私は今まで、まともに魔力を使ってこなかったから、体内にある魔力は微々たるものだったが、それでも毎日訓練しているうちに、徐々に魔力が増えてきているのを感じた。
今はとにかく、暴発してしまわないよう、放出する魔力の調整、体内魔力量の増加に力を入れている。
コントロールや威力等は、それらが備わってからにしようと思っている。
そして、ついに明日が、悪魔族との会談の日。
今日は、護衛仲間の皆で訓練場に来ている。
アビスとともに向かうのは、私とランスだけだが、その内容が重いだけに、皆も少し殺気立っているのだろう。
普段あまり訓練をしないトクシーでさえ、自ら訓練場にやってきたのだから。
「あぁぁああ! 刻!」
セヴァーは魔族サンドバッグを、悪魔族に設定して訓練をしていた。
両手を鋭い爪を交差させるように振るうと、サンドバッグはサイコロのように細切れになって崩れた。

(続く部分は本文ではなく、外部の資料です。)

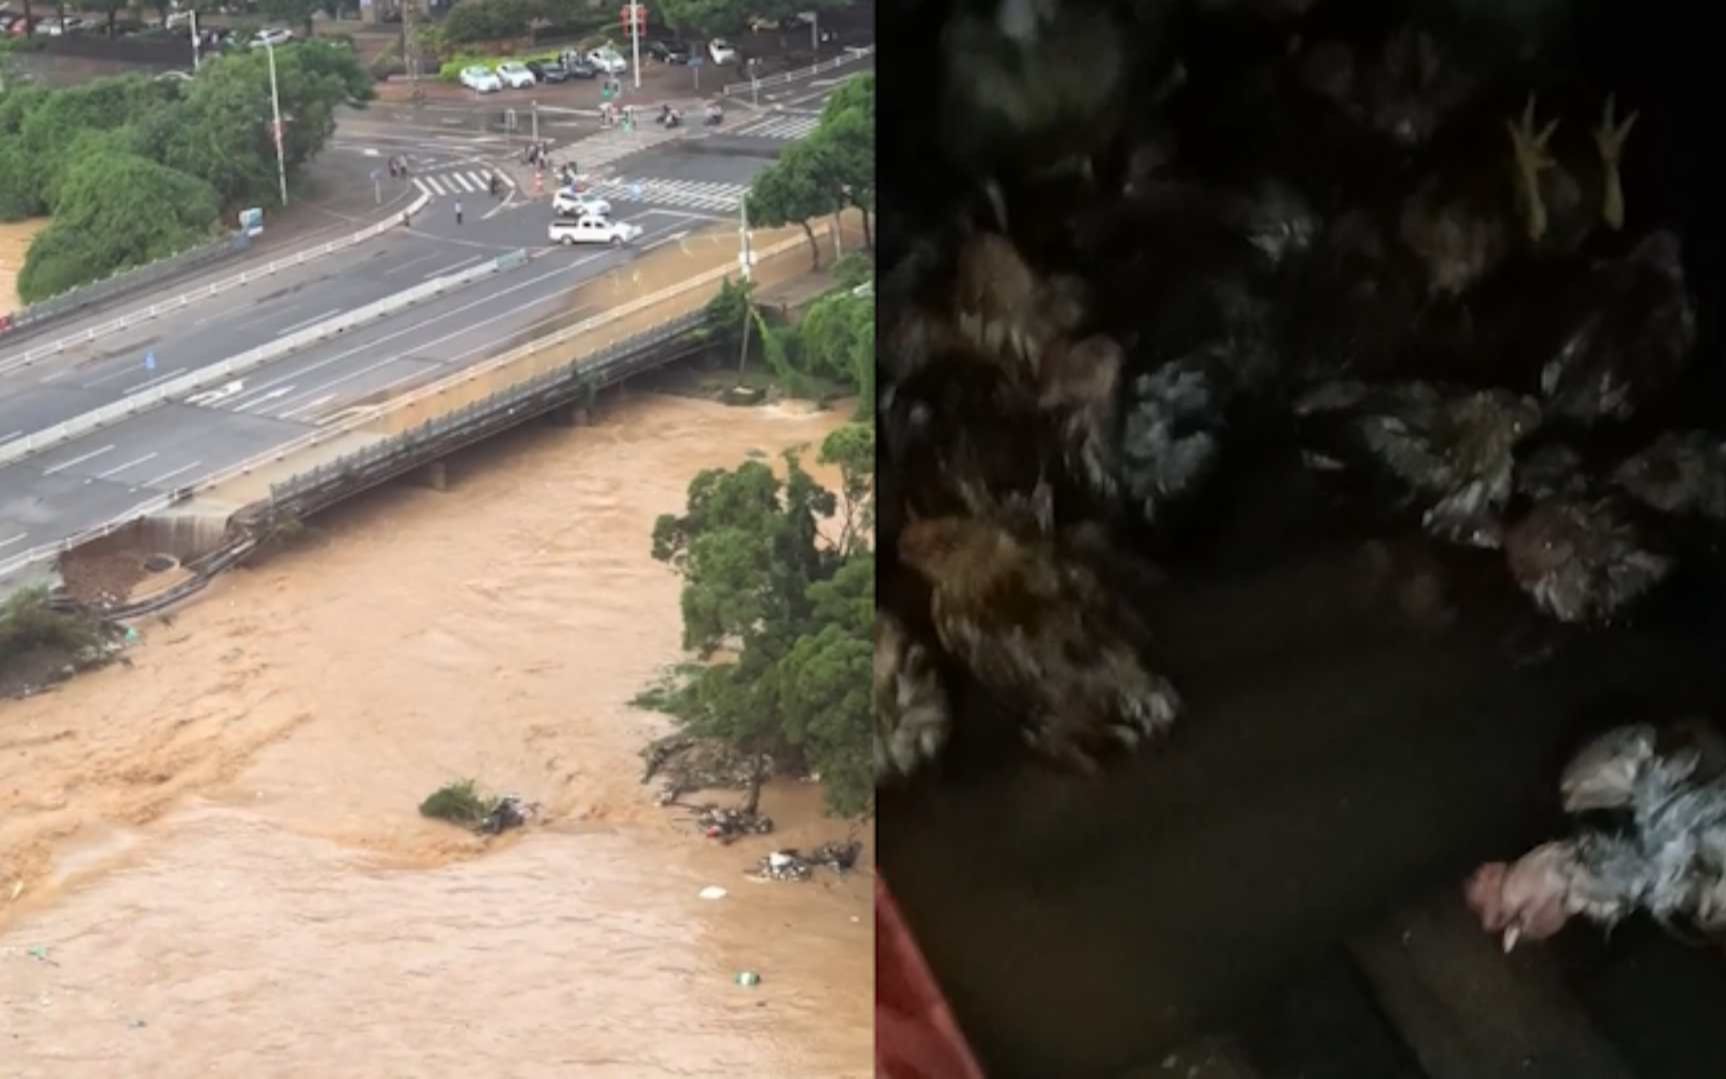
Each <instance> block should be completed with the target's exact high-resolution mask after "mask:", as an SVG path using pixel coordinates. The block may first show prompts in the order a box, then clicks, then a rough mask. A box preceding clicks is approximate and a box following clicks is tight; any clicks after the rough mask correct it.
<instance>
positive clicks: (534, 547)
mask: <svg viewBox="0 0 1726 1079" xmlns="http://www.w3.org/2000/svg"><path fill="white" fill-rule="evenodd" d="M844 416H846V413H844V411H835V413H820V414H809V413H806V411H799V409H796V407H768V409H727V407H721V406H716V404H709V402H701V401H689V399H677V397H658V395H642V397H633V399H630V401H627V402H621V404H618V406H613V407H611V409H609V411H606V413H604V414H602V418H601V421H599V425H595V426H592V428H578V430H559V428H551V426H537V428H532V430H523V432H520V433H516V435H514V437H511V439H507V440H504V442H501V444H494V445H488V447H483V449H480V451H475V452H473V454H471V456H468V457H464V459H463V461H459V463H456V464H454V466H452V483H450V490H449V492H445V494H437V492H431V490H425V489H414V487H406V485H395V487H392V489H387V490H380V492H376V494H375V495H371V497H368V499H364V501H362V502H357V504H354V506H350V508H345V509H342V511H337V513H333V514H330V516H328V518H324V520H321V521H318V523H319V527H321V535H318V537H314V539H312V540H309V542H307V544H304V546H302V547H299V549H293V551H288V552H283V554H276V556H273V558H271V559H268V561H264V563H259V565H257V566H255V568H252V570H240V571H235V573H231V575H228V577H226V578H223V580H217V582H216V584H214V585H212V589H211V590H209V592H207V594H205V596H204V597H202V599H200V601H197V603H195V604H193V606H190V608H186V609H185V611H181V613H178V615H176V616H174V618H173V622H171V625H164V623H162V622H159V620H148V622H147V623H145V625H143V627H142V630H143V637H145V640H143V644H142V646H140V647H136V649H135V651H133V653H131V658H133V663H135V666H133V668H129V670H126V668H119V666H116V668H109V670H102V672H97V673H93V675H88V677H83V678H78V680H74V682H71V684H67V685H64V687H62V689H60V691H59V692H54V694H48V696H43V697H35V699H29V701H10V703H3V704H0V1074H5V1076H54V1077H64V1076H190V1074H195V1072H197V1074H219V1076H247V1077H249V1079H257V1077H264V1076H295V1077H300V1076H321V1077H326V1076H454V1074H459V1070H469V1069H475V1067H478V1069H483V1070H487V1072H490V1074H502V1076H599V1077H604V1076H618V1077H632V1079H637V1077H651V1076H721V1074H725V1076H735V1074H749V1076H797V1077H801V1076H809V1077H816V1076H822V1077H825V1076H865V1074H868V1070H870V1060H872V1003H870V1001H872V1000H873V939H872V934H873V920H872V918H870V917H868V913H870V903H872V898H870V896H872V893H870V887H872V865H873V861H872V853H873V832H863V834H861V836H860V837H861V839H863V841H865V842H866V844H868V846H866V853H865V860H866V865H865V868H863V872H856V874H851V875H849V877H847V879H837V877H834V875H832V874H828V872H825V870H823V872H822V874H818V875H816V879H815V880H813V882H809V884H754V882H751V880H746V879H744V875H742V870H744V868H746V867H749V865H751V863H753V861H754V860H756V858H759V856H761V853H765V851H766V849H772V848H773V846H797V844H813V842H816V841H820V839H825V837H844V836H846V832H847V825H846V823H842V822H835V820H827V818H822V817H820V792H818V789H816V787H815V786H808V784H787V786H782V787H777V789H770V791H768V794H766V796H765V810H766V811H770V813H772V815H773V817H775V818H778V820H780V823H782V830H780V834H777V836H770V837H756V839H749V841H742V842H737V844H735V846H732V848H716V846H709V844H706V842H704V841H702V839H699V837H697V836H694V832H692V830H690V825H689V823H685V822H682V820H678V817H677V811H675V810H661V808H658V806H656V805H652V794H651V787H644V786H640V784H639V782H637V780H639V777H640V760H639V758H637V749H639V748H640V746H642V744H644V741H646V739H649V737H652V735H654V734H659V732H663V730H665V729H666V720H663V718H661V716H654V715H649V713H642V711H639V710H635V708H632V706H630V704H628V701H630V697H632V696H633V694H635V692H637V691H639V689H640V687H642V685H644V684H647V682H649V680H651V677H652V675H654V672H656V670H658V668H661V666H663V665H665V663H668V661H671V659H675V658H677V654H678V653H677V649H678V639H680V618H678V603H677V596H678V582H677V578H675V577H673V575H671V573H670V571H668V570H666V568H665V566H663V565H659V563H654V561H652V559H651V558H649V532H651V528H652V521H654V518H656V516H658V514H659V513H668V511H678V509H682V504H683V492H685V487H687V483H689V480H690V478H692V476H694V475H696V471H699V470H702V468H711V466H735V464H737V463H740V461H742V459H744V457H746V454H749V452H751V451H763V452H766V454H770V456H777V451H778V449H782V447H787V445H794V444H799V442H811V444H818V440H820V439H822V437H823V435H825V433H827V432H828V430H832V428H834V426H837V425H839V423H842V420H844ZM811 457H813V452H811ZM469 775H471V777H476V779H478V780H480V782H482V786H485V787H490V789H501V791H516V792H521V794H525V796H528V798H530V799H537V801H540V803H544V806H545V811H547V822H545V823H542V825H533V827H530V829H528V830H523V832H513V834H509V836H506V837H502V839H497V841H492V842H490V844H488V846H487V844H485V842H482V841H478V839H473V837H469V836H468V834H466V832H459V830H456V829H452V827H449V825H440V823H437V822H428V820H423V818H419V817H418V811H416V808H418V805H419V801H421V799H423V798H425V796H426V794H428V792H430V791H433V789H435V787H438V786H440V784H444V782H447V780H450V779H456V777H469ZM708 884H720V886H721V887H725V889H728V893H730V894H728V896H727V898H723V899H718V901H704V899H701V898H697V891H701V889H702V887H704V886H708ZM19 889H22V891H19ZM14 891H19V894H17V896H16V898H14V899H10V901H9V899H7V898H9V896H12V893H14ZM740 970H756V972H759V974H761V984H759V986H756V988H740V986H737V984H735V981H734V979H735V975H737V972H740Z"/></svg>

「はぁあ――悪魔族め! この平和な国で暴れやがって!」
セヴァーは特に悪魔族に対する怒りを見せていた。
「そんなに凶暴だから、今回魔王様に選ばれなかったんだよ?」
「じゃかましいボケ! 分かっとるわ!」
ランスの煽り口調に、セヴァーがキレていた。
「はぁ〜疲れた〜甘いもの食べた〜い」
「そうだね〜」
「あ! イルミナ〜、私たち休憩するから、練習してていいよ〜!」
「うん、ありがとう」
アビスが魔族サンドバッグを壊してしまって、残り3つになってしまったから、全員が同時に練習することは出来ない。
そこで、私たちは交代交代で使うことにしたのだ。
「えっと……どれにしようかな……」
私は水晶を操作して、設定する魔族を選ぶ。
そこで、私の目に『悪魔族』の設定が映った。
悪魔族……攻撃性能には優れるが、耐久力は魔族の中でも高い方ではないか。
動かない魔族サンドバッグならば、私の魔法でも仕留めることが出来るだろうか?
また、悪魔族との会談は明日。
実力を確かめるのにちょうど良いと思った私は、設定を悪魔族にして、サンドバッグから距離をとった。
「ふぅ……」
私は深呼吸をして、体から力を抜く。
「
そう口にすると、私がサンドバッグに向けた5本の指先から、光の弾が現れ、それらが凄まじい速度で突き進み、前方の悪魔族の体に食らいついた。
ただ、5発中、体に命中したのは3発……。
これは訓練をしていくうちに、精度を上げていかなければならない。
だが、やはりアビスの教えのおかげで、あれ以降、魔力が暴発するといったことがなくなった。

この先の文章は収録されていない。